System Administration and Network Security

Master SSCI, M2R subject

Duration: up to 3 hours.

All answers should be justiﬁed. Shortness and clarity will be rewarded.

1 Perl and multithreading

Perl threads are different from the thread implementation of others languages. While most synchronisation operators are similar to POSIX threads or Java Threads, there is a major difference: thread data are not shared by default. Shared data must be explicitely flagged as such: my $dummy :shared = 1;

1.1 Questions 1. The threads are still running in a single process. How Perl achieves the separation of the data used by the threads ? (5 lines max) 2. Ruby and Python use default sharing for the data. From the performance point of view of a scripting language, is it better to shared or not shared the data by default ? Why ? (10 lines max) 3. From the programming point of view, give the advantages and draw- backs of such approach. (10 lines max)

2 Performance evaluation

The systems A and B are evluated using two diﬀerent benchmarks. The following values are measured. Benchmarks A B 1 10s 15s 2 20s 5s

1 2.1 Questions 1. By evaluating the A/B performance, which system is the best in aver- age ? 2. By evaluating the B/A performance, which system is the best in aver- age ? 3. Which system is the best ? Why ? (10 lines max)

3 IMAP

You discover that the IMAP server of your small company has been compro- mised.

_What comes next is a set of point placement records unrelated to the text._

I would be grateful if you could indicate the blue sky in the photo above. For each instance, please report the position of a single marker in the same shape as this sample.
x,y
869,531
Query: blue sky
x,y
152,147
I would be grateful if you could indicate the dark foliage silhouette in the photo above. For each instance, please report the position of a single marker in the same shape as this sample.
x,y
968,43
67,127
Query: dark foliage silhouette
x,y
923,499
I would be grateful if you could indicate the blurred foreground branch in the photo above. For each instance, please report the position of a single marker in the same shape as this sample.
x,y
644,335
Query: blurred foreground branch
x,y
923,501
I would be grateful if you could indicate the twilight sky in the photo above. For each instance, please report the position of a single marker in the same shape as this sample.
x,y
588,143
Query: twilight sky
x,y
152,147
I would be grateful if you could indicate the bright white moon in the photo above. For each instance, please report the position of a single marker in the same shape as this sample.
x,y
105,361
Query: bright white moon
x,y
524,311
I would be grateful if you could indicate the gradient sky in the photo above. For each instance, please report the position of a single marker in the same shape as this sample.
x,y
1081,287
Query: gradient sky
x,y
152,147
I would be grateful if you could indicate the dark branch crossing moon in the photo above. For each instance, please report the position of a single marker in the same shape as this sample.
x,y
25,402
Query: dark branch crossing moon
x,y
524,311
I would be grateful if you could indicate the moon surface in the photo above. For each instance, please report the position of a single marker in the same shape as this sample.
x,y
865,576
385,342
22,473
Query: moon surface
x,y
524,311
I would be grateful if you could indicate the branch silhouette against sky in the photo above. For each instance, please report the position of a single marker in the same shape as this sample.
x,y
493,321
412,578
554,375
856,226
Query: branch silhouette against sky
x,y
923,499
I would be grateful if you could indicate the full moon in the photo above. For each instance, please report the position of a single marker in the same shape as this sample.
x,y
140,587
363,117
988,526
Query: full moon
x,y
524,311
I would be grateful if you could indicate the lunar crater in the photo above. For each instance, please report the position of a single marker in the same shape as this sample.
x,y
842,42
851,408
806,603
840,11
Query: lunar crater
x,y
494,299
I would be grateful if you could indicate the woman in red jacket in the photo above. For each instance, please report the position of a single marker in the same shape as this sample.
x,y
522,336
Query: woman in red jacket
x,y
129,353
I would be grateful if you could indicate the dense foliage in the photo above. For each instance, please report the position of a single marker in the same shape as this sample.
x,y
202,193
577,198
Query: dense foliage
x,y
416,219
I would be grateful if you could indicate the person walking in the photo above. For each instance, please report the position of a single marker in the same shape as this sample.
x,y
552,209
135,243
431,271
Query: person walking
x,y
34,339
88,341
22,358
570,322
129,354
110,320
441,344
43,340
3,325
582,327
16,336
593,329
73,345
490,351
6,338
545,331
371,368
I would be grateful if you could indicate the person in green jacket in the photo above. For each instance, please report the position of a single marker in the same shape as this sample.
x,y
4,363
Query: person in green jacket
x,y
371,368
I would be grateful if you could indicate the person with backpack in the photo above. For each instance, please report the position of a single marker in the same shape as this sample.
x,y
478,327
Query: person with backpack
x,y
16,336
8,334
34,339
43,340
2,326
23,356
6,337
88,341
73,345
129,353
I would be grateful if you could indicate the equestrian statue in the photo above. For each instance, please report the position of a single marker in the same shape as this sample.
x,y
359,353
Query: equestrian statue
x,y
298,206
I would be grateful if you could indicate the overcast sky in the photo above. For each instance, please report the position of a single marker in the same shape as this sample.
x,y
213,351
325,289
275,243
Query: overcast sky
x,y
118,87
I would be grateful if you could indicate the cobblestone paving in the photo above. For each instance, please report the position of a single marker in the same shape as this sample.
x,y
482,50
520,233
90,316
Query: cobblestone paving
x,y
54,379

1. What are the possible consequences of the attack ? (3 lines max per consequences) 2. What should you do next ? (10 lines max)

4 Security : Nmap

1. What is the use of Nmap ? How to use it to attack a network ? 2. An attacker is running Nmap on the network of your small company. How to ﬁnd where is he ? (several possibilities) (10 lines max.) 3. How would you mitigate such problem ? (10 lines max)

5 BTRFS

BTRFS is an experimental ﬁlesystem developped in the Linux kernel since 2007. Its main goal is to scale to very large storage.

5.1 BTRFS features 1. copy-on-write: when a file is copied, its blocks are not duplicated but just flagged. A block is duplicated only when it is written. 2. snapshots: read-only, or copy-on-write, clone of the filesystem. 3. raid 0 (stripping) 1 (mirror), 5 (stripping + 1 parity block), 6 (stripping + 2 parity blocks), 10 (stripping + mirror)

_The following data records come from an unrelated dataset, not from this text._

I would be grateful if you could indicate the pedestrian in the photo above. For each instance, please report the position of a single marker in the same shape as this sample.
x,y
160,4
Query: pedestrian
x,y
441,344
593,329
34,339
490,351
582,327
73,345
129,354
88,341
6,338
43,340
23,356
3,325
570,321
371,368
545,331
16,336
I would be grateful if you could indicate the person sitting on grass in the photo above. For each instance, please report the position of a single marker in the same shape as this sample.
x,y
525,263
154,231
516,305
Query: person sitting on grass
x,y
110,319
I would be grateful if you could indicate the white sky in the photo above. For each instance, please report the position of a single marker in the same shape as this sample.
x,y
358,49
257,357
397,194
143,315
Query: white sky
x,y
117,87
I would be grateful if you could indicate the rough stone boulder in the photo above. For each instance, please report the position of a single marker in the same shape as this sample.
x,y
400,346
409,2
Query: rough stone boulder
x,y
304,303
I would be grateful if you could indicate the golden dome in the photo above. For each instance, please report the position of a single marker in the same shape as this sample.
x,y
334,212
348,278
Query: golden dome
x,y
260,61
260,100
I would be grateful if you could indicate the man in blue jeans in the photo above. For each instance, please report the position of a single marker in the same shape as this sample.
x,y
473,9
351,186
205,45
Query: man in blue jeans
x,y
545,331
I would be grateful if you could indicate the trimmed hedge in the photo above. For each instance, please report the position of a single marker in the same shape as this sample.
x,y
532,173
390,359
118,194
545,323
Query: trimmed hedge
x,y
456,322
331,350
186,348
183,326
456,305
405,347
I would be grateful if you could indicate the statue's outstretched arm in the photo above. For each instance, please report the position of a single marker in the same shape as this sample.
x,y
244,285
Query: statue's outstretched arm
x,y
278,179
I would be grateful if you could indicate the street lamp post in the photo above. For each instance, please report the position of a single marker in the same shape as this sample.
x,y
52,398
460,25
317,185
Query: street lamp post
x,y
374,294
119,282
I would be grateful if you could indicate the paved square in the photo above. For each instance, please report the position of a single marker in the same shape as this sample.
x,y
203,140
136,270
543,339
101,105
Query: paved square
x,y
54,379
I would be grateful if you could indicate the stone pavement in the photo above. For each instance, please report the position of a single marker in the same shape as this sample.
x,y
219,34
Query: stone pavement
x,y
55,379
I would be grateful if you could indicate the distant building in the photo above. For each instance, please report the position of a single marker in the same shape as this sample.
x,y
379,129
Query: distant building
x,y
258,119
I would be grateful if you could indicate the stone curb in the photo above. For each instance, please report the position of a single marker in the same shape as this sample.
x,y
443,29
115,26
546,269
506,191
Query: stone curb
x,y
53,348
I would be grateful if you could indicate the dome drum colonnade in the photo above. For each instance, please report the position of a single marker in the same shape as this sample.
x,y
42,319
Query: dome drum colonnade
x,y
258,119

2 4. multidevices spanning: a ﬁlesystem may use simultaneously several disks.

5. online defragmentation

6. online balancing between disks,

7. block device addition and removal,

8. transparent compression,

9. several ﬁlesystem roots within each partition.

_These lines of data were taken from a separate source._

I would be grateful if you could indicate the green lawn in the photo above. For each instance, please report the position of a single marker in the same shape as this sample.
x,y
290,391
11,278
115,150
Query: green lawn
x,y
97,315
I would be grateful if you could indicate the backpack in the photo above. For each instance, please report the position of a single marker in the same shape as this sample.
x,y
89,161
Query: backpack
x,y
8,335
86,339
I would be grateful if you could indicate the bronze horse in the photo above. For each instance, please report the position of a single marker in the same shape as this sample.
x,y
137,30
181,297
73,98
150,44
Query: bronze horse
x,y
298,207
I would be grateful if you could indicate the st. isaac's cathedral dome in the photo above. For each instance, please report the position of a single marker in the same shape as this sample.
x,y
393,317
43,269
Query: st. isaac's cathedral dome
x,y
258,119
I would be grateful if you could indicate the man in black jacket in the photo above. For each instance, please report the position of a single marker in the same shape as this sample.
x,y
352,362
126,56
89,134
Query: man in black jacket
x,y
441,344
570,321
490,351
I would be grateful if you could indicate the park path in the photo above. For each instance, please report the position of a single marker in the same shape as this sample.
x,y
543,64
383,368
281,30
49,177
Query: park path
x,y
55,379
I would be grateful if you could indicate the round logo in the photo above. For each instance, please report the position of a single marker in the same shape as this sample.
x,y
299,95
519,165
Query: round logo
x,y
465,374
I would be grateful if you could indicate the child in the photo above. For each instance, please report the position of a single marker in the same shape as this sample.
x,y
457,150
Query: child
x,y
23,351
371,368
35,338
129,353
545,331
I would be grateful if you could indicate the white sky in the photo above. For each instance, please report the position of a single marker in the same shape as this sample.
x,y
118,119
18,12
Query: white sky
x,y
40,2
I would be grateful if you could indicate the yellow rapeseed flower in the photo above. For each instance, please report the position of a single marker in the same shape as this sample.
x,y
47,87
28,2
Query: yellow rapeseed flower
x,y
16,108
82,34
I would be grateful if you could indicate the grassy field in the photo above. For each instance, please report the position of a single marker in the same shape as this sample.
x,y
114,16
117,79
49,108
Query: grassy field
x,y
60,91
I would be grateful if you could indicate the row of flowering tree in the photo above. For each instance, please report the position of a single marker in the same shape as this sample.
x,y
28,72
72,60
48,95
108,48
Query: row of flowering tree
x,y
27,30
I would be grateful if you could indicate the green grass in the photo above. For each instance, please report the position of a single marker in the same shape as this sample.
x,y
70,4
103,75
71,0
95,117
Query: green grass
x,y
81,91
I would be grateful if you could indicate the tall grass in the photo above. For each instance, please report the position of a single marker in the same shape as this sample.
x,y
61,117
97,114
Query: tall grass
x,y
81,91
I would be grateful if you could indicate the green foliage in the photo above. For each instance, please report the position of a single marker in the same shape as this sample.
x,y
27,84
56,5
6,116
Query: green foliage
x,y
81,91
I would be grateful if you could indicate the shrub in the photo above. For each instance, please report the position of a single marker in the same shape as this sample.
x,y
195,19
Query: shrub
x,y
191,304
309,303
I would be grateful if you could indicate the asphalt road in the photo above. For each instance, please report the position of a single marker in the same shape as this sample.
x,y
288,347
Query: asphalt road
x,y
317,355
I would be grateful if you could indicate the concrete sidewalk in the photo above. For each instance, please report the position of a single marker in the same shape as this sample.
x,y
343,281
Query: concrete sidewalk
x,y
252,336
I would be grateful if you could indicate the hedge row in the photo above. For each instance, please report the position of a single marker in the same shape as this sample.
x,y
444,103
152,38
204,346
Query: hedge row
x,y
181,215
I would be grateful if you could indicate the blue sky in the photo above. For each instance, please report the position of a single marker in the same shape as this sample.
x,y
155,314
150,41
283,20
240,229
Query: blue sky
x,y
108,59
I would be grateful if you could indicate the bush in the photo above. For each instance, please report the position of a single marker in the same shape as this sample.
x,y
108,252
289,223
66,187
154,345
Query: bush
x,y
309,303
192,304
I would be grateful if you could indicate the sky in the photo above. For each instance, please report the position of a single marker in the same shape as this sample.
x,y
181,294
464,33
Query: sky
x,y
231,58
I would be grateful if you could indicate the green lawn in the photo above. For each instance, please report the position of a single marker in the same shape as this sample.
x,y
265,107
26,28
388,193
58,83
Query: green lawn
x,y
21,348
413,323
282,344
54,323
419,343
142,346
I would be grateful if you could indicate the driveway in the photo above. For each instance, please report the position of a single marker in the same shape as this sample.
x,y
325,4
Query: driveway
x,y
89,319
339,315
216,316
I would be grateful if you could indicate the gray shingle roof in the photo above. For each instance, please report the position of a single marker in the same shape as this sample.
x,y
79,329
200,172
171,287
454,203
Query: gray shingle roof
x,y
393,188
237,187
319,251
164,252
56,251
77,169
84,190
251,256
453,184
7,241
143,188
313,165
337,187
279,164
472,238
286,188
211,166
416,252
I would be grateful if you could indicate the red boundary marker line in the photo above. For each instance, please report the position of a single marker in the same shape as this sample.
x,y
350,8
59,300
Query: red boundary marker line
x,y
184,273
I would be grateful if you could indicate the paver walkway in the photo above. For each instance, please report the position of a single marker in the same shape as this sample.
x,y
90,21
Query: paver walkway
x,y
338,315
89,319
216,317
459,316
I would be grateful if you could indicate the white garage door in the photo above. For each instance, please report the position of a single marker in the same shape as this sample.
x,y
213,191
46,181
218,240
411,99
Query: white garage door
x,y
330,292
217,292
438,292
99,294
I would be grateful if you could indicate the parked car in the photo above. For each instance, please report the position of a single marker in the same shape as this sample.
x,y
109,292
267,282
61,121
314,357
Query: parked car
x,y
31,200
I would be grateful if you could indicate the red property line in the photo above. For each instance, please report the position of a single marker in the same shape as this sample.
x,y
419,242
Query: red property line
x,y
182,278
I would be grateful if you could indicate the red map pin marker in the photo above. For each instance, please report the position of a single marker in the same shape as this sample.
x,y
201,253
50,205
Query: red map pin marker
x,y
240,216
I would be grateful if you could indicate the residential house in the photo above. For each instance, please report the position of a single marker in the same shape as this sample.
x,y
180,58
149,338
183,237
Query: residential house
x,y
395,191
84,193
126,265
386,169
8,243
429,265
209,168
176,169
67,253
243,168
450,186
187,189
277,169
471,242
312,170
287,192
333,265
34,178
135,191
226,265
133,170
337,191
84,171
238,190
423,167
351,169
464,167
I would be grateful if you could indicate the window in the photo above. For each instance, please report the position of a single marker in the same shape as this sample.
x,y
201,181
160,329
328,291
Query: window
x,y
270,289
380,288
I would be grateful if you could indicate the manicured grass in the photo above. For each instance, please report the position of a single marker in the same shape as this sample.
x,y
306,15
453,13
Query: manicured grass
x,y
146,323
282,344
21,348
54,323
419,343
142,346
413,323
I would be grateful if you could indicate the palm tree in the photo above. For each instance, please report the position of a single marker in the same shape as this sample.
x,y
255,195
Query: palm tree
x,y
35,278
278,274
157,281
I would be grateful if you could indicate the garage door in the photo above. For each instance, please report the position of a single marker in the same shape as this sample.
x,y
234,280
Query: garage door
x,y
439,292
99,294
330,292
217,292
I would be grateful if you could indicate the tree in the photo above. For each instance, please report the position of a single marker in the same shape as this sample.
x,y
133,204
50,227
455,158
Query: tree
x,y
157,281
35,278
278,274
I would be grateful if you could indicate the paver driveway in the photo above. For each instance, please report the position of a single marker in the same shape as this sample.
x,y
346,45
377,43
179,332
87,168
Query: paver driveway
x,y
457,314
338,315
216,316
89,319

10. Data scrubbing with self-healing: a hashing function is used in background to discover errors. Self-healing correction is done using the copies of the block.

5.2 Questions 1. Which features of BTRFS are important for the servers of your enterprise ? Why ? (10 lines max)

2. Which features of BTRFS are important for the desktop of your enterprise ? Why ? (10 lines max)

3. Your users carry their laptop all around the world and plug them later on your network. Which features of BTRFS are important ? Why ? (10 lines max)

6 Vulnerabilities

The following document is the ﬁrst two pages of a scientiﬁc article describing a security problem involving software development and compiler optimization.

1. What is the problem ? When does it occur ? (5 lines max)

2. Is it relevant for you ? for your enterprise ? How ? (5 lines max)

3. How would you eliminate the problem ? Give the various steps of the investigation and resolution. (10 lines max)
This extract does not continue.